Nakagawa, Yuko, Katagiri, Takeshi, Shinozaki, Kazuo, Qi, Zhi, Tatsumi, Hitoshi, Furuichi, Takuya, Kishigami, Akio, Sokabe, Masahiro, Kojima, Itaru, Sato, Shusei, Kato, Tomohiko, Tabata, Satoshi, Iida, Kazuko, Terashima, Asuka, Nakano, Masataka, Ikeda, Mitsunobu, Yamanaka, Takuya, Iida, Hidetoshi
Proceedings of the National Academy of Sciences of the United States of America 2007 v.104 no.9 pp. 3639-3644
Arabidopsis thaliana, roots, root growth, thigmotropism, membrane proteins, plasma membrane, calcium channels, calcium, physiological transport, complementary DNA, nucleotide sequences, gene expression, messenger RNA
Plants can sense and respond to mechanical stimuli, like animals. An early mechanism of mechanosensing and response is speculated to be governed by as-yet-unidentified sensory complexes containing a Ca²⁺-permeable, stretch-activated (SA) channel.
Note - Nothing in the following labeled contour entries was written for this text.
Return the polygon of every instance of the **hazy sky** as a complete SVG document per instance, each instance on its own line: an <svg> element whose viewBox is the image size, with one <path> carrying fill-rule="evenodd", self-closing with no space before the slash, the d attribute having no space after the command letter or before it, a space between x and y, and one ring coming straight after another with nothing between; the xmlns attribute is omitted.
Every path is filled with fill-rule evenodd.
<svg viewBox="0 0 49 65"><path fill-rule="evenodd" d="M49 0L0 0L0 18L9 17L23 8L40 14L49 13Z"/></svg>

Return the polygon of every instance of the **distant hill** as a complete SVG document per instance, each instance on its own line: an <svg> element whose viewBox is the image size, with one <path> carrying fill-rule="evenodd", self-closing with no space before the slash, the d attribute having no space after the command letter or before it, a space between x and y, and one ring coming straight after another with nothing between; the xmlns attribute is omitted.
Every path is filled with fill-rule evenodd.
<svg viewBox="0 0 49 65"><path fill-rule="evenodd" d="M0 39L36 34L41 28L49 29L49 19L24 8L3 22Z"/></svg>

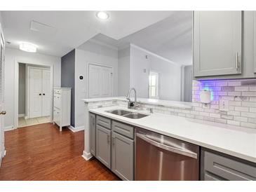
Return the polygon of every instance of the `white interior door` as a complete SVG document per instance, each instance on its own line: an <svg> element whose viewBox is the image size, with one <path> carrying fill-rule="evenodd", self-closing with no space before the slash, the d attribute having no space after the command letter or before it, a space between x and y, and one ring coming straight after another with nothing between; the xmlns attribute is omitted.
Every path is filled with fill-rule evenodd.
<svg viewBox="0 0 256 192"><path fill-rule="evenodd" d="M89 97L100 97L100 67L89 64Z"/></svg>
<svg viewBox="0 0 256 192"><path fill-rule="evenodd" d="M42 69L29 69L29 117L42 116Z"/></svg>
<svg viewBox="0 0 256 192"><path fill-rule="evenodd" d="M42 69L42 116L50 115L50 71Z"/></svg>
<svg viewBox="0 0 256 192"><path fill-rule="evenodd" d="M112 69L102 67L101 69L101 97L112 96Z"/></svg>
<svg viewBox="0 0 256 192"><path fill-rule="evenodd" d="M0 24L0 167L4 156L4 40Z"/></svg>
<svg viewBox="0 0 256 192"><path fill-rule="evenodd" d="M112 96L112 68L89 64L89 98Z"/></svg>

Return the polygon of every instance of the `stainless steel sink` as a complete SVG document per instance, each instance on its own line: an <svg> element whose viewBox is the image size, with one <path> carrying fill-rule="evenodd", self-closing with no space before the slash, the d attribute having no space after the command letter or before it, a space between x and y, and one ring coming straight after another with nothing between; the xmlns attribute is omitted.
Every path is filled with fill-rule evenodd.
<svg viewBox="0 0 256 192"><path fill-rule="evenodd" d="M116 109L113 111L108 111L107 112L109 112L112 114L119 115L119 116L123 116L130 114L130 111L122 110L122 109Z"/></svg>
<svg viewBox="0 0 256 192"><path fill-rule="evenodd" d="M112 110L112 111L107 111L106 112L112 114L115 114L115 115L118 115L118 116L121 116L123 117L127 117L127 118L141 118L145 116L148 116L148 115L145 115L145 114L138 114L138 113L134 113L134 112L131 112L131 111L126 111L126 110L122 110L122 109L116 109L116 110Z"/></svg>
<svg viewBox="0 0 256 192"><path fill-rule="evenodd" d="M137 114L137 113L131 113L127 115L124 115L123 116L130 118L141 118L142 117L148 116L148 115Z"/></svg>

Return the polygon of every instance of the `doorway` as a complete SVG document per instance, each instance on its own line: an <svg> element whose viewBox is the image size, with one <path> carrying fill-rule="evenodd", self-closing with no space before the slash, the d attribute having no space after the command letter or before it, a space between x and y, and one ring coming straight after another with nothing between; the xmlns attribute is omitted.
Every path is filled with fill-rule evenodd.
<svg viewBox="0 0 256 192"><path fill-rule="evenodd" d="M50 68L19 63L18 128L50 122Z"/></svg>
<svg viewBox="0 0 256 192"><path fill-rule="evenodd" d="M113 68L110 66L89 64L88 97L106 97L113 96Z"/></svg>

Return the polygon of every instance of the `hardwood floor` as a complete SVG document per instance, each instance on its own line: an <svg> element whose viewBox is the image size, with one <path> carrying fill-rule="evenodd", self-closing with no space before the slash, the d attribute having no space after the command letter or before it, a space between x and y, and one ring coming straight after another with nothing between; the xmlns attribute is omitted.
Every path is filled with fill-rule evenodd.
<svg viewBox="0 0 256 192"><path fill-rule="evenodd" d="M0 180L120 180L97 160L81 157L83 134L60 132L52 123L6 132Z"/></svg>

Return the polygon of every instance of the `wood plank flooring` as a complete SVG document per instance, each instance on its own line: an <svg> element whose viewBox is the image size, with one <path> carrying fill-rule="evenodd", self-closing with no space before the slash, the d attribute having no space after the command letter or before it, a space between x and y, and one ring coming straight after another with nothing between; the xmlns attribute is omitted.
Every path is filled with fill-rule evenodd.
<svg viewBox="0 0 256 192"><path fill-rule="evenodd" d="M120 180L97 160L81 157L83 134L60 132L52 123L6 132L0 180Z"/></svg>

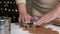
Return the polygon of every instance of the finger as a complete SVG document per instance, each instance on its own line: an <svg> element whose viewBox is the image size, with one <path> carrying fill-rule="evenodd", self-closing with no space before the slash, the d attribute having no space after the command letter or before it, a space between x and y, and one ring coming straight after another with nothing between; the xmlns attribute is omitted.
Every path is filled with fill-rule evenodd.
<svg viewBox="0 0 60 34"><path fill-rule="evenodd" d="M27 18L27 23L30 23L30 17L29 17L29 18Z"/></svg>
<svg viewBox="0 0 60 34"><path fill-rule="evenodd" d="M39 18L31 17L32 20L39 20Z"/></svg>
<svg viewBox="0 0 60 34"><path fill-rule="evenodd" d="M25 23L25 18L21 17L22 23Z"/></svg>
<svg viewBox="0 0 60 34"><path fill-rule="evenodd" d="M30 23L30 17L26 17L26 18L25 18L25 22L26 22L26 23Z"/></svg>
<svg viewBox="0 0 60 34"><path fill-rule="evenodd" d="M19 16L19 18L18 18L18 19L19 19L19 23L21 23L21 15Z"/></svg>

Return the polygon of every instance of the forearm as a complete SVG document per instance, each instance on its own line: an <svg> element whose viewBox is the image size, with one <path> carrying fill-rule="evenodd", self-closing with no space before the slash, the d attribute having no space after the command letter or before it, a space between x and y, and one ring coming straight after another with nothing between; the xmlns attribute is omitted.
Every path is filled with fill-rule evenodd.
<svg viewBox="0 0 60 34"><path fill-rule="evenodd" d="M18 4L18 9L19 9L19 13L20 12L26 13L26 4L24 4L24 3Z"/></svg>
<svg viewBox="0 0 60 34"><path fill-rule="evenodd" d="M19 14L26 13L26 0L16 0L16 4L18 6Z"/></svg>
<svg viewBox="0 0 60 34"><path fill-rule="evenodd" d="M38 22L40 23L47 23L55 18L57 18L58 14L60 13L60 3L56 5L56 8L51 10L49 13L43 15Z"/></svg>

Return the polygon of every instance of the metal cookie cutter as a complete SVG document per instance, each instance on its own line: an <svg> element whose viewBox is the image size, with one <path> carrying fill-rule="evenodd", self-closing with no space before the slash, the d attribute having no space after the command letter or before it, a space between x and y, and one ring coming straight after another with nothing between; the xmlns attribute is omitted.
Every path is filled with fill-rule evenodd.
<svg viewBox="0 0 60 34"><path fill-rule="evenodd" d="M36 18L40 18L38 16L35 16ZM40 26L34 26L33 23L35 21L34 20L31 20L30 23L20 23L20 25L22 25L23 27L26 27L26 28L38 28Z"/></svg>

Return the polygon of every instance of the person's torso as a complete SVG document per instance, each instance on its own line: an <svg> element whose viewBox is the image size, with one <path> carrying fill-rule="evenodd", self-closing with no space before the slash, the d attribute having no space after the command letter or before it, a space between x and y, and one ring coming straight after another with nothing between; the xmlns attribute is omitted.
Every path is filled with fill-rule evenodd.
<svg viewBox="0 0 60 34"><path fill-rule="evenodd" d="M55 8L58 0L32 0L32 7L39 12L46 13Z"/></svg>

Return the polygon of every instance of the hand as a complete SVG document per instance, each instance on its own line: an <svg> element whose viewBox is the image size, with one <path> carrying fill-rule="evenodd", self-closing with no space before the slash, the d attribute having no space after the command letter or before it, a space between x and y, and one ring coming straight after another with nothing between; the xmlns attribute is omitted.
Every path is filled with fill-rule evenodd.
<svg viewBox="0 0 60 34"><path fill-rule="evenodd" d="M41 24L43 24L43 23L48 23L48 22L54 20L54 19L58 16L59 11L60 11L60 10L54 9L54 10L52 10L51 12L43 15L39 20L37 20L37 21L34 23L34 25L41 25Z"/></svg>
<svg viewBox="0 0 60 34"><path fill-rule="evenodd" d="M36 18L33 18L32 16L30 16L27 13L20 13L19 16L19 22L23 22L23 23L30 23L30 20L37 20Z"/></svg>

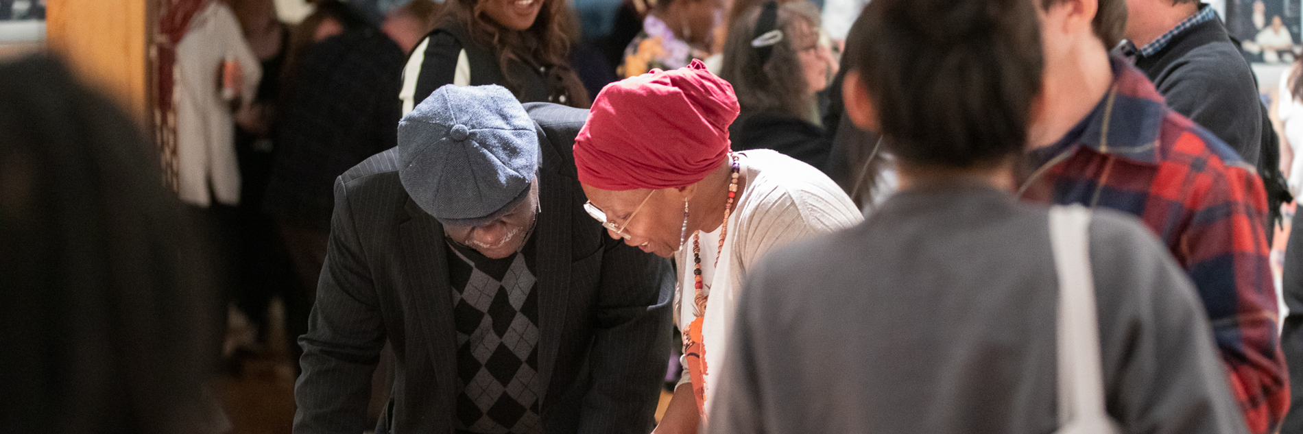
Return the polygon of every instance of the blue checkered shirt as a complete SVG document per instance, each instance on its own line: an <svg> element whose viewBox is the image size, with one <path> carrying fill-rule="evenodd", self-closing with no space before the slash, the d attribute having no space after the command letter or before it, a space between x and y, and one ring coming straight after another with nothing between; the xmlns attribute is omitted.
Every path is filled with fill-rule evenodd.
<svg viewBox="0 0 1303 434"><path fill-rule="evenodd" d="M1213 8L1209 8L1208 5L1200 5L1199 7L1199 12L1196 12L1192 16L1190 16L1190 18L1186 18L1184 21L1182 21L1181 23L1178 23L1175 27L1171 27L1171 30L1167 30L1167 33L1162 34L1162 36L1158 36L1158 39L1154 39L1153 42L1147 43L1143 47L1138 48L1135 46L1135 43L1132 43L1131 40L1124 42L1123 46L1122 46L1122 53L1126 55L1127 57L1131 57L1131 59L1135 59L1136 55L1139 55L1140 57L1153 56L1154 53L1158 52L1158 50L1162 50L1162 47L1166 47L1167 43L1171 42L1171 38L1179 35L1182 31L1186 31L1186 29L1194 27L1195 25L1200 25L1200 23L1204 23L1204 22L1208 22L1208 21L1213 21L1213 20L1221 20L1221 17L1217 16L1217 10L1213 9Z"/></svg>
However, the components or regulators of such complexes are poorly understood at the molecular level in plants. Here, we report the molecular identification of a plasma membrane protein (designated Mca1) that correlates Ca²⁺ influx with mechanosensing in Arabidopsis thaliana. MCA1 cDNA was cloned by the functional complementation of lethality of a yeast mid1 mutant lacking a putative Ca²⁺-permeable SA channel component. Mca1 was localized to the yeast plasma membrane as an integral membrane protein and mediated Ca²⁺ influx. Mca1 also increased [Ca²⁺]cyt upon plasma membrane distortion in ARABIDOPSIS: The growth of MCA1-overexpressing plants was impaired in a high-calcium but not a low-calcium medium. The primary roots of mca1-null plants failed to penetrate a harder agar medium from a softer one. These observations demonstrate that Mca1 plays a crucial role in a Ca²⁺-permeable SA channel system that leads to mechanosensing in ARABIDOPSIS: We anticipate our findings to be a starting point for a deeper understanding of the molecular mechanisms of mechanotransduction in plants.